Tuesday, July 12, 2011

Whole Wheat Cinnamon Swirl Bread

Not just your ordinary loaf...

Whole Wheat Cinnamon Swirl Loaf!


I would say this is healthy, but then I'd be betraying you when I give my choice serving suggestion, which is to slather a warm slice up with butter and serve with extra cinnamon sugar! Mwahahahah >:)

Here's the recipe! It's easy! And way impressive. Make it now, gogogogo!

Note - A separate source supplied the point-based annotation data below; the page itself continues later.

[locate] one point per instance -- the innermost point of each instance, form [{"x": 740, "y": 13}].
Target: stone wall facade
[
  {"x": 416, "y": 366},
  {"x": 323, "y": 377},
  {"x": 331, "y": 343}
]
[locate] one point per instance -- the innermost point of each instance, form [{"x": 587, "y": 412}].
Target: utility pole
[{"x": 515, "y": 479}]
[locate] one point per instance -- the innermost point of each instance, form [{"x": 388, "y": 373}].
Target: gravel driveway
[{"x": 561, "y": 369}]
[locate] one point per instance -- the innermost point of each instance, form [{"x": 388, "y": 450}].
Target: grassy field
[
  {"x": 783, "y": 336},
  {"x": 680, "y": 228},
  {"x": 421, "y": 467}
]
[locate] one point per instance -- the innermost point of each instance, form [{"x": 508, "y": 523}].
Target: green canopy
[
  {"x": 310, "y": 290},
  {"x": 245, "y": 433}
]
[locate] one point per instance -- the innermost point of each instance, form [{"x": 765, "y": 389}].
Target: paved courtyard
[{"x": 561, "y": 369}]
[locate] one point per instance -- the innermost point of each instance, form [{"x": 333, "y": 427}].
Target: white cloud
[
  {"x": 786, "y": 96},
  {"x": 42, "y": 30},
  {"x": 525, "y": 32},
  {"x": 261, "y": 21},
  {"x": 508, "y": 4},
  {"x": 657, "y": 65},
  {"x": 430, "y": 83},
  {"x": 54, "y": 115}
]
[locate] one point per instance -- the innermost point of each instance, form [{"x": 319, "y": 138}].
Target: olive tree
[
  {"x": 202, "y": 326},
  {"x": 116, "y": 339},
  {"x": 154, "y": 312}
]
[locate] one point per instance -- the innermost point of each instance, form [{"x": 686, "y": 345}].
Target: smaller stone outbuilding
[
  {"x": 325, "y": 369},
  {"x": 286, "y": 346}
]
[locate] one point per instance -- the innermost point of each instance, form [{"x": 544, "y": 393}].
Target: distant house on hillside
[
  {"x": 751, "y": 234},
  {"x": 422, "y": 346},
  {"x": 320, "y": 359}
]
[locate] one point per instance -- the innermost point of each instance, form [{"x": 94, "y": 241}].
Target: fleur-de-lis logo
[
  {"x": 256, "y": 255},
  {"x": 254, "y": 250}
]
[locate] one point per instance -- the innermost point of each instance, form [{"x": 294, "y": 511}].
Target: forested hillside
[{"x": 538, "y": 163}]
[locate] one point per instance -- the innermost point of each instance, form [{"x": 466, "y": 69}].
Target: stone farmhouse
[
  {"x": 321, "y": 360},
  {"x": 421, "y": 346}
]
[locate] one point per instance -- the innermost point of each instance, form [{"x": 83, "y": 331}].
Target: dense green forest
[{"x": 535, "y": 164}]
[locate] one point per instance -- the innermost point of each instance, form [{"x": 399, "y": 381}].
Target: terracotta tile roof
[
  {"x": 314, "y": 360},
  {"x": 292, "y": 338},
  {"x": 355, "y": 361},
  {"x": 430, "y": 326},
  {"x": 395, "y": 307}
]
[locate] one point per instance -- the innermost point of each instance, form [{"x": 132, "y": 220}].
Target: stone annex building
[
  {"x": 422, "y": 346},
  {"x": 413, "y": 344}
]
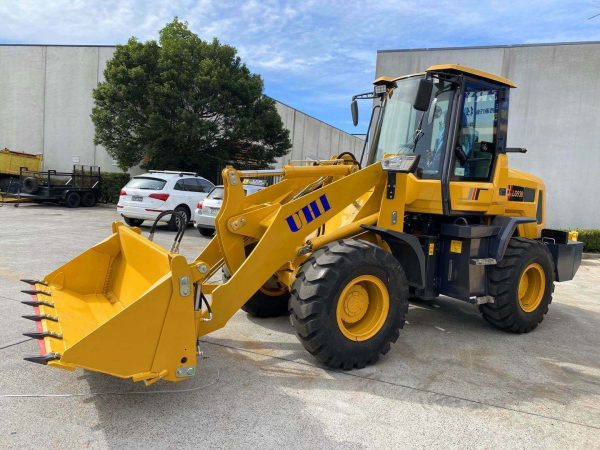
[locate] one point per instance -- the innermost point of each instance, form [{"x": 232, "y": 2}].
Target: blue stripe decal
[
  {"x": 307, "y": 214},
  {"x": 292, "y": 223},
  {"x": 315, "y": 208},
  {"x": 325, "y": 203}
]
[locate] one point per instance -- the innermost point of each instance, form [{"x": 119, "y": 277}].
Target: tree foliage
[{"x": 185, "y": 104}]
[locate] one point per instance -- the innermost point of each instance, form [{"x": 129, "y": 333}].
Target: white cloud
[{"x": 312, "y": 54}]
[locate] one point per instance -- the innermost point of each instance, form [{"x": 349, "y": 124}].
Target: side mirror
[
  {"x": 423, "y": 96},
  {"x": 487, "y": 147},
  {"x": 460, "y": 155},
  {"x": 432, "y": 111},
  {"x": 354, "y": 110}
]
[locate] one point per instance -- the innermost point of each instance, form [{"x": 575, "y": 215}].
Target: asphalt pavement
[{"x": 450, "y": 381}]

Whole Wheat Cinnamon Swirl Bread
Author: Erin Alderson
Prep time: 2 hours
Cook time: 45 mins
Serves: 16 slices

1 1/2 cup warm water
1 package yeast
1/4 cup honey
2 tablespoon sunflower oil
2 teaspoon salt
2 cup whole wheat flour
1-2 cup unbleached all purpose flour
2 tablespoon organic cultured butter
1/3 cup sucanat
3 tablespoon cinnamon
2 teaspoon nutmeg

Start by place water, yeast, and honey in the bowl of stand mixer. Stir with a wooden spoon to dissolve yeast and honey, let sit for 5-10 minutes or until mixtures begins to foam. (If this does not happen your yeast was either old or your water was too cold or hot.)
Once yeast is ready, add oil, salt, 2 cup of the whole wheat flour. Begin to knead with dough hook, adding the rest of the whole wheat flour and white flour as needed until the dough pulls away from the side of the bowl (dough should still be kind of soft, just not sticky.) Continue to knead for 10 minutes.
Once done kneading, spray lightly with oil and set in a warm spot and spritz with water. (I usually turn my oven on to 200? and then turn off to use as proofer) Let dough rise until doubled in size- usually about an hour.
Turn dough out and with a rolling pin, roll into an 8 by 12 rectangle. Brush the dough with butter and sprinkle sucanat, cinnamon, and nutmeg over entire surface. Roll, starting with the edge closest to you, into a loaf and place in a lightly sprayed 9×5 loaf pan. Again, place in warm spot and let rise until dough in size-this is usually about 45 minutes.
Heat oven to 375˚, spray loaf lightly with water, sprinkle sugar on top, and spray with water again. Bake for 45 minutes or until bread is golden on top and sounds hollow when tapped on the bottom. Let cool
(nuh uh. don't you do that.) and slice.